No se espanten, no estoy a punto de cometer ningún crimen contra mi persona ni estoy down. Es que simplemente hay días que habría que arrancarlos de cuajo.

Terminadas mis mini vacaciones -creo que hay un estudio que dice que al menos son necesarios quince días para que el individuo capte que se encuentra en estado de reposo, cuando a mí los cuatro días apenas si me alcanzaron para babear sobre la reposera-, decía que terminadas las vacaciones, comienza lo mismo que antes: el trabajo y la rutina con todas las vicisitudes que eso acarrea.

Me gustó mucho el planteo de mi psicólogo la semana pasada: qué hacer para mantener durante el año ese estado de relax. Mi Dios! Alguien que me dé la respuesta necesaria – y los elementos -.

Entonces nos encontramos con estos días en los que a fuerza de esforzarse más las cosas no salen del todo bien.
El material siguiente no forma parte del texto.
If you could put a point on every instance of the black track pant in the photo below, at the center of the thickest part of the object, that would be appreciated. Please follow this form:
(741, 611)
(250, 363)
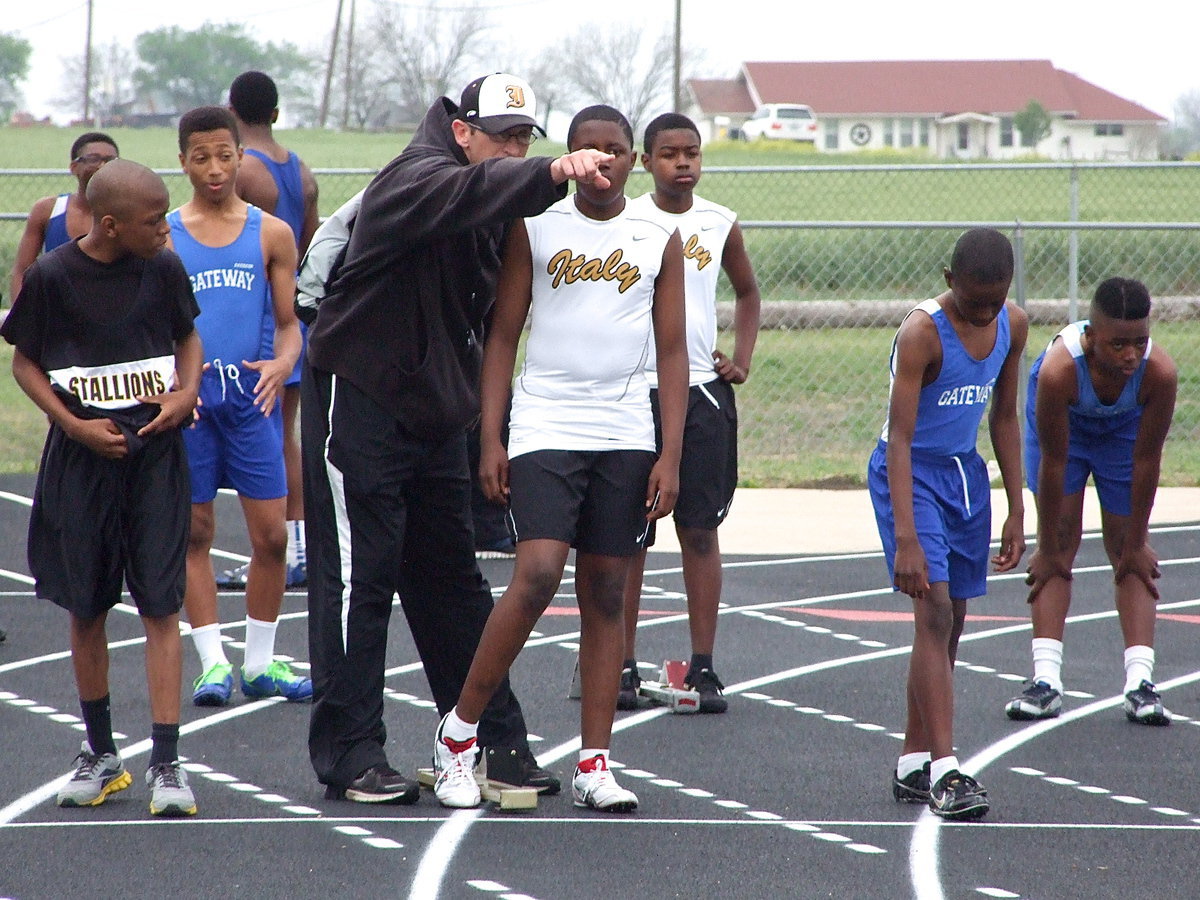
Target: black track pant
(384, 515)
Me resisto a creer que un día ya plantado no puede enderezarse hasta que uno se va a dormir. Pero parece amigos que así es.

Luego de varios traspiés insignificantes por la mañana, (para qué nombrarlos) el mediodía es el corte justo para tratar de cambiar el destino.

Por alguna de esas fatalidades, al llegar a casa, el tv estaba encendido. No me atreví a apagarlo. Lo primero fueron varios relatos de hechos delictivos del canal de la ciudad, todos por la misma cuadra. Dos crónicas más y estábamos listos para recibir a algún invitado que quisiera llevarse nuestras cosas.